Lopez continued, “We only represent the city’s blue collar workers, however, the city was forced to give these increases to white collar, police and fire personnel. Our members mobilized and organized by attending city council meetings and creating a political alliance with other unions in the City of Roswell. These actions forced the city to restore these increases for this year’s budget. We also joined the New Mexico Federation of Labor to become more politically active as we prepare for contract negotiations next year when our entire agreement is open.”
While the City of Roswell refused to provide a cost of living adjustment (COLA) increase, the union fought to restore the following:
3% increase for yearly step increases
3% bonus for those who are “topped out” in the step process
Preserve longevity pay that pays an extra $5.00 a month for every year of service with no cap.

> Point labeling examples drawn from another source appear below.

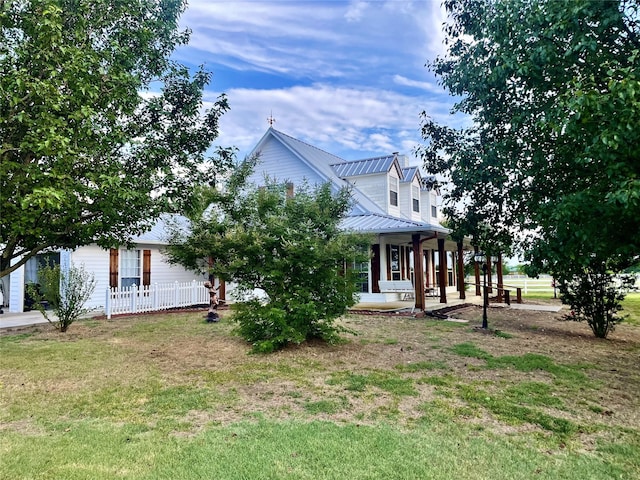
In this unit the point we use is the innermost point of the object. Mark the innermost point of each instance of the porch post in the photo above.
(375, 268)
(418, 276)
(442, 259)
(500, 279)
(461, 271)
(427, 268)
(476, 271)
(489, 268)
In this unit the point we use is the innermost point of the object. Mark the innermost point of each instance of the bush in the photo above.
(596, 297)
(65, 292)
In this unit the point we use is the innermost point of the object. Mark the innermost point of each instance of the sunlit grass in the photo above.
(117, 403)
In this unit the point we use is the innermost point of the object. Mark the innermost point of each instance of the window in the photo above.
(393, 191)
(362, 272)
(129, 268)
(393, 198)
(394, 262)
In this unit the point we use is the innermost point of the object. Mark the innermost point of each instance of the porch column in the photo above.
(375, 268)
(500, 279)
(442, 259)
(489, 268)
(417, 272)
(476, 272)
(427, 268)
(461, 272)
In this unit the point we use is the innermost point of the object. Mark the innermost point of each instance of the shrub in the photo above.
(66, 293)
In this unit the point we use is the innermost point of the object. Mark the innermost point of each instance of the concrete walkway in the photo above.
(10, 321)
(23, 319)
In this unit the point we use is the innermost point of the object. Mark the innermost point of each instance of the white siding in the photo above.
(428, 199)
(406, 200)
(96, 260)
(163, 272)
(374, 187)
(276, 160)
(393, 183)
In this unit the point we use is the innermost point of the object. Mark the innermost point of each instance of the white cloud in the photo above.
(427, 86)
(348, 77)
(344, 121)
(355, 11)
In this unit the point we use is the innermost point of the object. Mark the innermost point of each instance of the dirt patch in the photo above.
(320, 381)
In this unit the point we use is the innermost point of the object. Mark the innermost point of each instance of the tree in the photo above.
(289, 247)
(553, 90)
(100, 131)
(66, 292)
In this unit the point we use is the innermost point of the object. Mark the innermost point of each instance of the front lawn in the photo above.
(170, 396)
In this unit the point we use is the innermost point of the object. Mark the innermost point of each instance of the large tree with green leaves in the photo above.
(100, 131)
(553, 93)
(291, 248)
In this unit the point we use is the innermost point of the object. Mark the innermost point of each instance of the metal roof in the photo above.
(376, 223)
(366, 216)
(409, 173)
(321, 161)
(368, 166)
(158, 234)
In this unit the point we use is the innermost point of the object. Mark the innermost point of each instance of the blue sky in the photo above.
(346, 76)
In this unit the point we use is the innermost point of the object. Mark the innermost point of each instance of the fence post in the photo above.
(133, 290)
(155, 296)
(107, 304)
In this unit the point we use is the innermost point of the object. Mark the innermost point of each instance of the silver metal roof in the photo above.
(409, 173)
(368, 166)
(376, 223)
(321, 162)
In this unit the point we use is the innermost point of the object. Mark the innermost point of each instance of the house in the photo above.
(143, 264)
(393, 201)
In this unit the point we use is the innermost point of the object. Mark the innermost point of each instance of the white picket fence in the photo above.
(151, 298)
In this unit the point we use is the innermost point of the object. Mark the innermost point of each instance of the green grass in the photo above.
(292, 450)
(631, 307)
(121, 403)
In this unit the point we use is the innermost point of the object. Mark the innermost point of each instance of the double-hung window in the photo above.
(130, 268)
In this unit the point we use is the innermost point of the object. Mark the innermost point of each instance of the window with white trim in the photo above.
(393, 191)
(415, 197)
(130, 268)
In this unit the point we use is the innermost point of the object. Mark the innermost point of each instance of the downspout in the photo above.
(420, 300)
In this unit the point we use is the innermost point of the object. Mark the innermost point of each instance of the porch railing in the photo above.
(151, 298)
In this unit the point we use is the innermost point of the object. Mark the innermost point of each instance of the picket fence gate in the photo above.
(159, 296)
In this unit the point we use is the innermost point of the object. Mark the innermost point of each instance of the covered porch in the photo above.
(421, 267)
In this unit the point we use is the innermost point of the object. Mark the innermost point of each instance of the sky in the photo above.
(346, 76)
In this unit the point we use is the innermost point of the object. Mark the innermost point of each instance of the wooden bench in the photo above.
(397, 286)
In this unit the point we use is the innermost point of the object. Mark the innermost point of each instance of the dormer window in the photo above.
(393, 191)
(393, 198)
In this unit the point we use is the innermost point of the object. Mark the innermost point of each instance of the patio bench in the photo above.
(397, 286)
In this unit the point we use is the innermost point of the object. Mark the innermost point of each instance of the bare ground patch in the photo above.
(319, 381)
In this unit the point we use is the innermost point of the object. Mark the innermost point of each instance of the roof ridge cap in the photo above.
(307, 144)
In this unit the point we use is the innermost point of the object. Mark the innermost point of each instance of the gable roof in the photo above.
(320, 162)
(366, 216)
(376, 223)
(409, 174)
(368, 166)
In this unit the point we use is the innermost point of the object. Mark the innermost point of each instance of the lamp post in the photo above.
(481, 258)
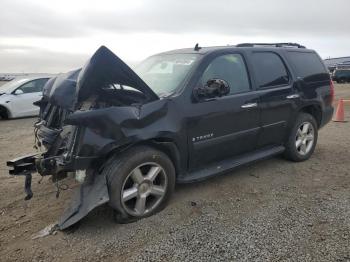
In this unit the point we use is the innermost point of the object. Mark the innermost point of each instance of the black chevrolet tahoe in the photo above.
(181, 116)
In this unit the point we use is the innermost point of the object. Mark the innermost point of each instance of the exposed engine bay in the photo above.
(82, 118)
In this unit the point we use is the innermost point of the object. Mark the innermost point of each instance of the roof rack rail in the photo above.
(271, 44)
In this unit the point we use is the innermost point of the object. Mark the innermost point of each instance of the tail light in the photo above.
(332, 91)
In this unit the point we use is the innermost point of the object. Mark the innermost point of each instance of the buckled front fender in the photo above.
(24, 166)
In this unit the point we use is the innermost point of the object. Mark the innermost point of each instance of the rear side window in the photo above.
(308, 66)
(34, 86)
(270, 70)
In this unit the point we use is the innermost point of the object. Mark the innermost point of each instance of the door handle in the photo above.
(250, 105)
(293, 96)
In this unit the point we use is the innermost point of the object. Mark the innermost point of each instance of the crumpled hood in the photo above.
(102, 69)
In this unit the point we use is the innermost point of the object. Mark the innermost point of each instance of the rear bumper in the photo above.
(327, 116)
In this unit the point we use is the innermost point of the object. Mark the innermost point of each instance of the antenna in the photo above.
(197, 47)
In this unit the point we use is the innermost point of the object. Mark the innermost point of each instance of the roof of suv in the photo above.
(210, 49)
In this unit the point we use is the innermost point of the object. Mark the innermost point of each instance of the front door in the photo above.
(226, 126)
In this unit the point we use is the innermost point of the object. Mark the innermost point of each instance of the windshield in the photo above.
(164, 73)
(9, 86)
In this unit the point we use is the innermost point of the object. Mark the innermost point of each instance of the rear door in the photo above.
(277, 96)
(225, 126)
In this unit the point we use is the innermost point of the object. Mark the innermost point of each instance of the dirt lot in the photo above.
(274, 210)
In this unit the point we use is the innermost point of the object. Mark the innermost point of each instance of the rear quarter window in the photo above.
(308, 66)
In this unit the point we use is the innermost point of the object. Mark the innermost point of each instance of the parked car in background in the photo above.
(17, 96)
(341, 75)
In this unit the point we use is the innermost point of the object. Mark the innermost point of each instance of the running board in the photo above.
(227, 165)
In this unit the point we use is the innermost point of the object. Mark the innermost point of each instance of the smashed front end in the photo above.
(84, 115)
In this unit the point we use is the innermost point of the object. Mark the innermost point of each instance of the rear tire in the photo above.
(140, 182)
(302, 139)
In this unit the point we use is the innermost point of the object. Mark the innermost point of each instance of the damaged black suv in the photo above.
(181, 116)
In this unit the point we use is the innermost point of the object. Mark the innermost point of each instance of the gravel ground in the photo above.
(273, 210)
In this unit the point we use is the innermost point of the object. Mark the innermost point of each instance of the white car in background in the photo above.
(18, 95)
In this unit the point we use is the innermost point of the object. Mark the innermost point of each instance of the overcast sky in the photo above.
(57, 36)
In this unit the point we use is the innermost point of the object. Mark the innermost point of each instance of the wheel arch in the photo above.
(165, 145)
(314, 110)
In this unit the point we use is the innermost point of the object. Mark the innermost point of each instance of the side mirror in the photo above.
(213, 88)
(18, 92)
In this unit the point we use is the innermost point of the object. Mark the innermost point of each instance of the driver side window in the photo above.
(232, 69)
(33, 86)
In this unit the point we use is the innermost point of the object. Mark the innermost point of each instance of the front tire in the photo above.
(141, 182)
(302, 139)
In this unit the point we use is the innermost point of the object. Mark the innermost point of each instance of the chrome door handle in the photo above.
(250, 105)
(293, 96)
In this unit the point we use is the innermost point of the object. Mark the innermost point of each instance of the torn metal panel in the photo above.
(86, 198)
(105, 68)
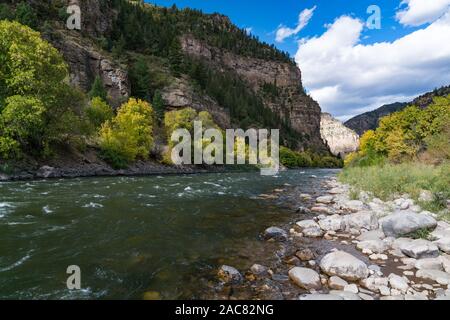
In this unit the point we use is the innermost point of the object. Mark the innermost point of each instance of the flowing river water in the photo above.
(131, 235)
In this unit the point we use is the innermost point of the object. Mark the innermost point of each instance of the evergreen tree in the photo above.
(140, 79)
(158, 105)
(98, 90)
(175, 57)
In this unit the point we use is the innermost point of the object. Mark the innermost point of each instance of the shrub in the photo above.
(98, 112)
(129, 135)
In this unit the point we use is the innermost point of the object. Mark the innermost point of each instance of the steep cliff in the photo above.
(290, 103)
(340, 139)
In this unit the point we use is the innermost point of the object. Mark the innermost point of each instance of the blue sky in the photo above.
(346, 66)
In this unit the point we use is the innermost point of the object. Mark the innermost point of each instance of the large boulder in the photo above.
(344, 265)
(305, 278)
(362, 220)
(404, 222)
(420, 249)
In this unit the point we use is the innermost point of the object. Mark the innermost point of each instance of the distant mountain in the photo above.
(369, 120)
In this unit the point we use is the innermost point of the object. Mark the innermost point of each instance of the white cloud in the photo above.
(303, 20)
(348, 78)
(419, 12)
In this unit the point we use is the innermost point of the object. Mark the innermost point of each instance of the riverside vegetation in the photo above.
(42, 116)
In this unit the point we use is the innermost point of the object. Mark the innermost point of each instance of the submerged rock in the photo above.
(275, 233)
(344, 265)
(230, 275)
(419, 249)
(305, 278)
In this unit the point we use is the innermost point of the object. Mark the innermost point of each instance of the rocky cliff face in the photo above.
(340, 139)
(292, 103)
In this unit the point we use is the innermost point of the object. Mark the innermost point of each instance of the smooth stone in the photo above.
(332, 223)
(429, 263)
(305, 278)
(320, 296)
(230, 275)
(346, 295)
(377, 234)
(419, 249)
(376, 246)
(398, 283)
(325, 199)
(362, 220)
(337, 283)
(404, 222)
(438, 276)
(275, 233)
(353, 288)
(344, 265)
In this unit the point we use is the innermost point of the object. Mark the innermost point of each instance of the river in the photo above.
(131, 235)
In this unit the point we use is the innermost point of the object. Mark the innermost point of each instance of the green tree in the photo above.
(159, 105)
(129, 135)
(175, 57)
(6, 12)
(140, 79)
(98, 112)
(98, 90)
(26, 15)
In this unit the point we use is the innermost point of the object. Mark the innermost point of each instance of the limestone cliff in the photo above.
(293, 104)
(340, 139)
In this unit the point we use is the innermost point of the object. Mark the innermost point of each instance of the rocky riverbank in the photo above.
(345, 249)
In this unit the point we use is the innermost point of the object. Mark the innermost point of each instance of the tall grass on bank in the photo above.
(389, 180)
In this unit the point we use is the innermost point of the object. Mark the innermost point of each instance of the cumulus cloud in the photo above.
(284, 32)
(348, 78)
(419, 12)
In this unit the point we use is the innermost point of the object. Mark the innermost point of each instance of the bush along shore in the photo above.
(348, 247)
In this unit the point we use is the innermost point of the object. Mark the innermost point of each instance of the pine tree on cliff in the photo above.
(98, 90)
(175, 57)
(140, 79)
(158, 105)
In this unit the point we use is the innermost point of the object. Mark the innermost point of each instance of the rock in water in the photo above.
(402, 223)
(275, 233)
(230, 275)
(420, 249)
(305, 278)
(344, 265)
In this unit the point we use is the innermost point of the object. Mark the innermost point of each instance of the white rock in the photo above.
(377, 234)
(337, 283)
(362, 220)
(325, 199)
(353, 288)
(398, 283)
(420, 249)
(346, 295)
(429, 263)
(376, 246)
(385, 291)
(374, 283)
(404, 222)
(344, 265)
(332, 223)
(443, 244)
(438, 276)
(305, 278)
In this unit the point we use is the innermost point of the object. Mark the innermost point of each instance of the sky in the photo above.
(351, 62)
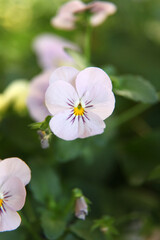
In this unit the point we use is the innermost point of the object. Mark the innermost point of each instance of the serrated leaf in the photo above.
(135, 88)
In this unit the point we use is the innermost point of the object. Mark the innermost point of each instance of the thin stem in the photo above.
(30, 228)
(87, 43)
(129, 114)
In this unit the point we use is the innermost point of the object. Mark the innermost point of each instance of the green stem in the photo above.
(129, 114)
(30, 227)
(87, 43)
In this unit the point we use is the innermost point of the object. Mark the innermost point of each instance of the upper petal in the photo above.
(59, 96)
(90, 77)
(14, 193)
(105, 107)
(15, 167)
(65, 125)
(67, 74)
(94, 87)
(9, 220)
(91, 125)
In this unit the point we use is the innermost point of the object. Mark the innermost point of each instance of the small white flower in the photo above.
(79, 102)
(14, 175)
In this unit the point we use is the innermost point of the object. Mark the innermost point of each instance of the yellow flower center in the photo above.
(79, 110)
(1, 202)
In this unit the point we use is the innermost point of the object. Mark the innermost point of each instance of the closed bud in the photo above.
(81, 208)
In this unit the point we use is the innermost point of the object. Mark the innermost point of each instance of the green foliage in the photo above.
(135, 88)
(155, 174)
(83, 230)
(80, 61)
(106, 224)
(45, 183)
(53, 228)
(119, 170)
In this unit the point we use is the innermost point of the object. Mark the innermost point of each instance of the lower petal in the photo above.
(14, 193)
(15, 167)
(9, 220)
(65, 125)
(90, 125)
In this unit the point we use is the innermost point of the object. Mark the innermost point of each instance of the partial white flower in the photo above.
(14, 175)
(81, 208)
(50, 51)
(79, 102)
(66, 17)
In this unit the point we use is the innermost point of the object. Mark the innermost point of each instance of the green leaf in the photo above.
(45, 183)
(135, 88)
(155, 174)
(18, 234)
(83, 230)
(53, 228)
(79, 59)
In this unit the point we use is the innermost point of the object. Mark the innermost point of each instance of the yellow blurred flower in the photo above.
(14, 95)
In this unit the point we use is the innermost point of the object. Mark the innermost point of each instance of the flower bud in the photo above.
(81, 208)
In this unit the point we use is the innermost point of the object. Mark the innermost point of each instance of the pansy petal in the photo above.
(95, 92)
(90, 125)
(105, 108)
(65, 125)
(90, 78)
(67, 74)
(60, 96)
(14, 193)
(9, 220)
(15, 167)
(72, 7)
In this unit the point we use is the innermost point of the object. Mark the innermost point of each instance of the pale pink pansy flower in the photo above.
(36, 96)
(66, 17)
(50, 51)
(79, 102)
(14, 175)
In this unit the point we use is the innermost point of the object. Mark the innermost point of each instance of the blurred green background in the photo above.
(114, 170)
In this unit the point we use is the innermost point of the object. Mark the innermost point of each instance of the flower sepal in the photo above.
(43, 131)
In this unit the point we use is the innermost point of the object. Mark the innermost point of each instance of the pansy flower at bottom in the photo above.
(14, 175)
(79, 102)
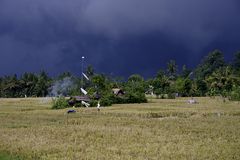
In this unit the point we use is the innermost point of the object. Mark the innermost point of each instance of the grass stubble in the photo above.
(160, 129)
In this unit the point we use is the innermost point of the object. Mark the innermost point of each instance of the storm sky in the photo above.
(117, 37)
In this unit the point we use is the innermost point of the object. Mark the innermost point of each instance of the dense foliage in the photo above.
(212, 77)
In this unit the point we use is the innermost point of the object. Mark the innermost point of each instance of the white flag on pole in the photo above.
(85, 76)
(83, 91)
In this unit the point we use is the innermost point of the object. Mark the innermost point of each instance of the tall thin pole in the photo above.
(82, 72)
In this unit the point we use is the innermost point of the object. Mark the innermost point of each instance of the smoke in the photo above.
(61, 87)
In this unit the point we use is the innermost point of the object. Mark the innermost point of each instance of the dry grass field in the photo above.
(160, 129)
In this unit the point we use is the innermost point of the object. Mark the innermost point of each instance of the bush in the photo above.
(59, 103)
(135, 98)
(235, 94)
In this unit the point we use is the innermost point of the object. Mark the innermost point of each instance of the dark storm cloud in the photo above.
(119, 37)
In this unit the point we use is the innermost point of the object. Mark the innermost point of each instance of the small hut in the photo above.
(78, 99)
(118, 92)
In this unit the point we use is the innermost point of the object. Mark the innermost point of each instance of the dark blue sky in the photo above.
(118, 37)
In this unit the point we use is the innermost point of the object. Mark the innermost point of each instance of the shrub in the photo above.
(59, 103)
(235, 94)
(132, 97)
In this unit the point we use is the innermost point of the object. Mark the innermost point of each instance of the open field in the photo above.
(160, 129)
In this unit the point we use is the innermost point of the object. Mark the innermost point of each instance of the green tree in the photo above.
(236, 63)
(161, 84)
(172, 69)
(221, 82)
(210, 64)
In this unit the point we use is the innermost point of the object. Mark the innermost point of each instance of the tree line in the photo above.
(212, 77)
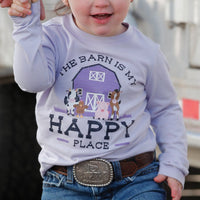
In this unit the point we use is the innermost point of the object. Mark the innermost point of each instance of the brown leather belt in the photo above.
(128, 166)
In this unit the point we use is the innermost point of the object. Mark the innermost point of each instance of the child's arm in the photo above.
(167, 121)
(34, 62)
(5, 3)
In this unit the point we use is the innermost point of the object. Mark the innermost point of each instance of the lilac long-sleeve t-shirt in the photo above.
(107, 97)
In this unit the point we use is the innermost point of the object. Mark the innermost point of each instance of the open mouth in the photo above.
(101, 16)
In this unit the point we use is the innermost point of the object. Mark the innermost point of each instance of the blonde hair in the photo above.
(61, 8)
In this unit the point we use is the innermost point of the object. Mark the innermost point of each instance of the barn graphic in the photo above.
(96, 82)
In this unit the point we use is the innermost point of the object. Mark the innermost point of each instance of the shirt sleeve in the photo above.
(34, 62)
(167, 121)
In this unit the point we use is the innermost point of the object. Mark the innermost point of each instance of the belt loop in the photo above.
(69, 174)
(117, 170)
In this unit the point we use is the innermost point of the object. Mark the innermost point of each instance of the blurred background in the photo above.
(174, 24)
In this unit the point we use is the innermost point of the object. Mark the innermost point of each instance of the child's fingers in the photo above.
(20, 9)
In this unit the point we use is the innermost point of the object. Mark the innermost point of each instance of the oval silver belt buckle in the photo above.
(95, 173)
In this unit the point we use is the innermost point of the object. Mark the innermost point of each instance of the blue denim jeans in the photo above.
(141, 186)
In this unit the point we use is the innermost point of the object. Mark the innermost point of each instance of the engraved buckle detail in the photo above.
(95, 173)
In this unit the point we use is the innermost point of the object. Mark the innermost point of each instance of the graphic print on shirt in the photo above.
(90, 113)
(95, 93)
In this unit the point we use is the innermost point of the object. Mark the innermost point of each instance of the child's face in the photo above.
(99, 17)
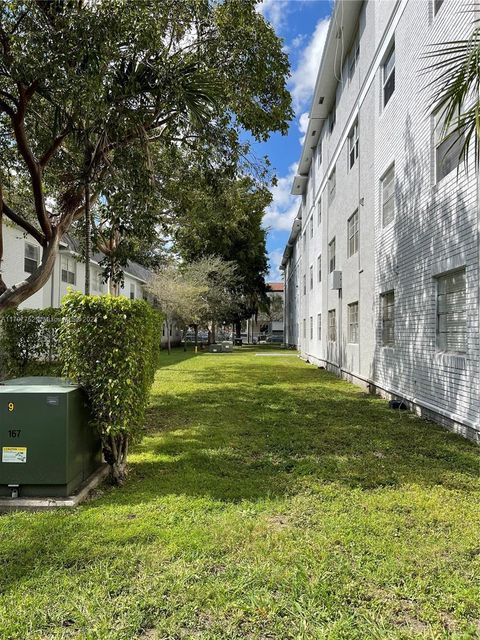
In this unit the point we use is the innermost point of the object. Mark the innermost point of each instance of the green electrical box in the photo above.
(47, 445)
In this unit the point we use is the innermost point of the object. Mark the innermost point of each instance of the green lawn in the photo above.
(269, 500)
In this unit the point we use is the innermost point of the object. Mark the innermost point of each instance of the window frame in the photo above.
(332, 255)
(388, 318)
(332, 325)
(70, 277)
(353, 233)
(442, 345)
(353, 145)
(34, 260)
(353, 322)
(391, 198)
(391, 75)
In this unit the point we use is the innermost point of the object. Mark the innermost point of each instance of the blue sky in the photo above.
(302, 24)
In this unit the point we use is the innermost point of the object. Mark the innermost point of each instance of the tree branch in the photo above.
(24, 224)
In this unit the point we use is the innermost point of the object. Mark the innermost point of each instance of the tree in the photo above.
(456, 91)
(214, 213)
(179, 295)
(87, 88)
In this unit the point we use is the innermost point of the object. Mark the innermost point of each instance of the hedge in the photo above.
(111, 345)
(29, 342)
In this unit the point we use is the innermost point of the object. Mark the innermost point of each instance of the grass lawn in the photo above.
(269, 500)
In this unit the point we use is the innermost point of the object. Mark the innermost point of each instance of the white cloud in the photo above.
(283, 209)
(302, 81)
(275, 259)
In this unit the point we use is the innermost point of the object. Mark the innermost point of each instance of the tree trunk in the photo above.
(115, 452)
(88, 228)
(16, 294)
(195, 328)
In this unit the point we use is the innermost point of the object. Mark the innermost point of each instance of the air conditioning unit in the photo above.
(336, 280)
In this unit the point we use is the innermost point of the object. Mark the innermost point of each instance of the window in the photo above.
(451, 312)
(31, 258)
(352, 234)
(389, 76)
(448, 146)
(388, 319)
(388, 196)
(353, 323)
(353, 59)
(332, 181)
(353, 145)
(68, 266)
(332, 325)
(332, 118)
(331, 256)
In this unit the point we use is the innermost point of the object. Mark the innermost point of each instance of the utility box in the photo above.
(47, 444)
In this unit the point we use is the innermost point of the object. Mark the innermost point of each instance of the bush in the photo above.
(111, 347)
(29, 342)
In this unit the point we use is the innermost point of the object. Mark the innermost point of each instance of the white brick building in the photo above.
(382, 264)
(22, 255)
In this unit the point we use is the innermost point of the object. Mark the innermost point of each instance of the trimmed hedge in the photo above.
(29, 342)
(111, 346)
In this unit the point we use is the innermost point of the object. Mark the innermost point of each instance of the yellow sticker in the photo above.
(14, 454)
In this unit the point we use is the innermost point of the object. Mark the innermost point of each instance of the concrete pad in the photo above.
(40, 504)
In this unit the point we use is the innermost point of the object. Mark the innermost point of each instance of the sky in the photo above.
(302, 25)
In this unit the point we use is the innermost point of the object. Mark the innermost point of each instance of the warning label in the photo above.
(14, 454)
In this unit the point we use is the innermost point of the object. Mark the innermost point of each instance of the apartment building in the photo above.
(22, 256)
(382, 264)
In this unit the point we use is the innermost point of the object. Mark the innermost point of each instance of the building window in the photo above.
(353, 323)
(31, 257)
(389, 76)
(388, 319)
(353, 145)
(332, 325)
(352, 234)
(451, 312)
(354, 55)
(449, 144)
(332, 118)
(332, 182)
(331, 256)
(388, 196)
(68, 267)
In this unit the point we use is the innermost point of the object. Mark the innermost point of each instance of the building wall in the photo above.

The contract reopener victory came after Local 51 led efforts to form a new political alliance in Roswell that includes the Roswell Education Association and the New Mexico Federation of Labor.
The alliance will focus on voter education and registration, as well as recruiting, screening and endorsing candidates for public office. The alliance will mobilize to elect candidates who support essential public services, without regard to political parties.
“Working families cannot afford to ignore the political process when it comes to critical public services,” Local 51 President Lopez said in announcing the formation of the labor alliance. “Roswell employees have become alarmed that many members of City Council have placed a low priority on the delivery of basic public services in city budgets during recent years. We are pleased to join with other groups to help make working-family issues a top priority in our community.”
“This alliance will serve to remind our elected leaders that, while corporations may own America, it is the workers who run America, guard America, and educate America,” President of the New Mexico Labor Federation Jon Hendry said.